A couple of weeks ago, Paola’s grandmother died unexpectedly and this was explained to the EW children as the reason for Paola’s absence. Again, there was a heated debate.

“When someone dies the wind moves them to the slide that takes them to heaven. The door opens and then the people go inside. When they are inside they go to that little window. A machine makes them alive again. If they want to come out, they come out the door, they climb upstairs to go to Sea World, or they don’t have to go to Sea World. And they can go back to heaven even after they are alive again but they have to be dead to go down the slide. I could find the door and go down the stairs but you die when you’re a grown up and then your brain tells you if you were dead and came back alive again but when people come back alive again they come back as grown ups, not kids cause kids don’t die.
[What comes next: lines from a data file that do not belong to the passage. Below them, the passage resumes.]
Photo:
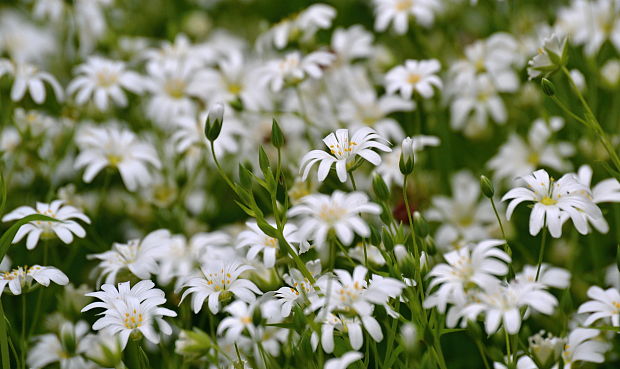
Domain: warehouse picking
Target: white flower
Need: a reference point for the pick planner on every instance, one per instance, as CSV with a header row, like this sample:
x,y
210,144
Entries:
x,y
65,348
343,361
172,89
220,280
479,266
137,256
294,68
474,103
351,326
22,279
352,43
552,200
258,241
117,148
549,276
131,309
240,320
340,212
389,169
398,12
64,229
501,303
299,290
415,76
28,78
302,25
582,345
344,151
464,217
607,190
103,79
518,157
352,293
551,56
604,304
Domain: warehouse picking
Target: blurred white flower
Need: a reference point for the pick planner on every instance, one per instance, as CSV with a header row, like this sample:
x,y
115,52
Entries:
x,y
258,241
110,146
28,78
517,157
65,348
102,79
294,68
604,304
415,76
398,13
22,279
343,361
138,256
582,345
64,228
501,303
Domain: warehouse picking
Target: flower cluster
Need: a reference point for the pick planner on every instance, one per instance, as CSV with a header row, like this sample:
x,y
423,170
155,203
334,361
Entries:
x,y
277,184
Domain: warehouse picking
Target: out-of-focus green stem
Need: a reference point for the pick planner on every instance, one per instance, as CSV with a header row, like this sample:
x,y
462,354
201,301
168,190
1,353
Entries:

When your Grandkid is a grown up then you die. (the wind blows the dirt and the dirt has the people in it.)”-Brendan

“God holds up the sky. He stands on the ‘God ground’ it’s air and God is invisible. He never needs a rest. There’s a God who rides on a chariot and makes the sky light and dark.”-Raven

 

“My Grandma is in the sky. My Mommy is giving the flowers to the angels. And the angels are about to give it to my Grandma. My Mommy can’t fly. She needs wings like an angel. God is next to Grandma with my dogs. I am thinking about something that makes me feel better…I’m thinking about Grandma.”-Carla

 

“The angels are in heaven which is in the sky. The sky is very close to us. At night the angels come down and kiss us while we sleep. I have a whole bunch and they never wash off. If you don’t have any spots no angels have kissed you. They only kiss you when you’ve been good, if you’ve been bad you don’t have any spots. When someone dies their thoughts go up to heaven and then they turn into an angel. Then that person is an angel and they don’t come back alive again.” Chase

We met with the East Wing parents for a dialogue about this taboo topic in childhood: ‘The ‘D’ word’ and how we would like to develop a cultural response in NSW through this investigation. One story that reflected upon this kind of awareness came from Jeff Sugarman, Jake’s dad:

“I told the story about my mother dying this year, and while we all grieved and said goodbye back East, after coming back to LA, I jumped back into the daily routine of life. About 2 months later, Kathe and I were busy with the million things that occupy our attention on any given day, and I was feeling out of sorts, but I had no idea what it was. Something just didn’t feel right. We were putting Jake to bed, and I was very agitated, and Kathe asked me what was wrong. Having no idea what or why I was so unsettled, I knew there was something wrong, but I didn’t know what. That’s when Jake said, “Daddy’s sad because Bubbe died”.  And that’s when it really hit me. That sensitivity and intuition, as well as the deep truth of what Jake reflected to me, suddenly allowed me to settle into all those feelings, and just feel the loss of my Mom. And what a gift to have my son see me, and get it, so simply, and so authentically.”

It’s this authentic and intuitive response that informs us of the children’s capabilities when tackling such a large and controversial subject. The teachers decided to meet again with Paola’s permission and those who showed compassion for Paola’s situation.

We wonder: what information about Paola’s story will the children process and use to comfort her? How sensitive will the children be in allowing Paola time to process her own feelings?